= John Davison (priest) =

English clergyman and academic

John Davison (1777–1834) was an English clergyman and academic, known as a theological writer.

==Life==
He was born at Morpeth, where his father was a schoolmaster, but brought up in Durham. He was educated at Durham cathedral school, and in 1794 entered Christ Church, Oxford. There he obtained a Craven scholarship in 1796, and was elected Fellow of Oriel College in 1800. In 1810 he became one of the tutors of Oriel.

In 1817 Davison was presented by Lord Liverpool to the vicarage of Sutterton, near Boston, Lincolnshire. Subsequent preferment was to the rectory of Washington, Durham, in 1818, and in 1826 to that of Upton-upon-Severn. For a few years he held the prebend of Sneating in St Paul's Cathedral, and in 1826, on the recommendation of Lord Liverpool, he was made a prebendary of Worcester Cathedral.

Davison died 6 May 1834 at Cheltenham, where he had gone for his health. He was buried in the chancel of Worcester Cathedral.

==Views==
In relation to the Oriel Noetics, Davison wrote in support of Edward Copleston's campaign for reform of Oxford teaching, but stood on the conservative side of the group. With Edward Hawkins he was chary of the liberal stance of some Noetics, in particular Richard Whately and Thomas Arnold; but (unlike Hawkins) he was sympathetic to the early moves of John Keble and the Tractarians of the "Oxford Movement". Along with Copleston he contributed to the "liberal Tory" strand of the debate on the poor laws. Davidson, with Coplestone and Whately, formed a group in the Noetics of political economists in the sense of Robert Malthus.

==Works==
In theology Davison was a conservative. Finding radical and views on political questions in his parish, he opposed them in a tract, Dialogue between a Christian and a Reformer.

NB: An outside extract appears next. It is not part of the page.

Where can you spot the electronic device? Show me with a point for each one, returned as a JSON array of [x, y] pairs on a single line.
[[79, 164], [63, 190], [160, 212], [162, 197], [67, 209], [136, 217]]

Davison's major work was his Warburtonian lectures on prophecy, published as Discourses on Prophecy, in which are considered its Structure, Use, and Inspiration. It stressed to the moral element, and the progressive character of prophetic revelations. An Inquiry into the Origin and Intent of Primitive Sacrifice, and the Scripture Evidence respecting it; with observations on the opinions of Spencer, Bishop Warburton, Archbishop Magee, and other writers on the same subject. And some reflections on the Unitarian Controversy (1825) had this commentary from the writer of the preface to Davison's Remains and Occasional Publications: "...sacrifices, eucharistical and penitentiary, might be, and probably were, of human origin, though presently sanctioned by divine approbation; but that the idea of expiatory sacrifice was clearly supernatural".

Davison was an occasional contributor to the Quarterly Review. Another of his publications was Considerations on the Poor Laws. He maintained that the law according relief to able-bodied poor should be gradually repealed. He felt that changes in law might become detrimental to the poor if too rapidly introduced. His proposal was that the law should cease to be operative in ten years, and that then a voluntary contribution should be made for cases of great need. Some Points on the Question of the Silk Trade stated, in a letter to George Canning, took a similar line, prompted by the collapse of the silk English industry. He also published sermons preached on public occasions.

Davison used the pseudonym "Phileleutheros Orielensis" in commenting on the Elements of General Knowledge (1802) of Henry Kett.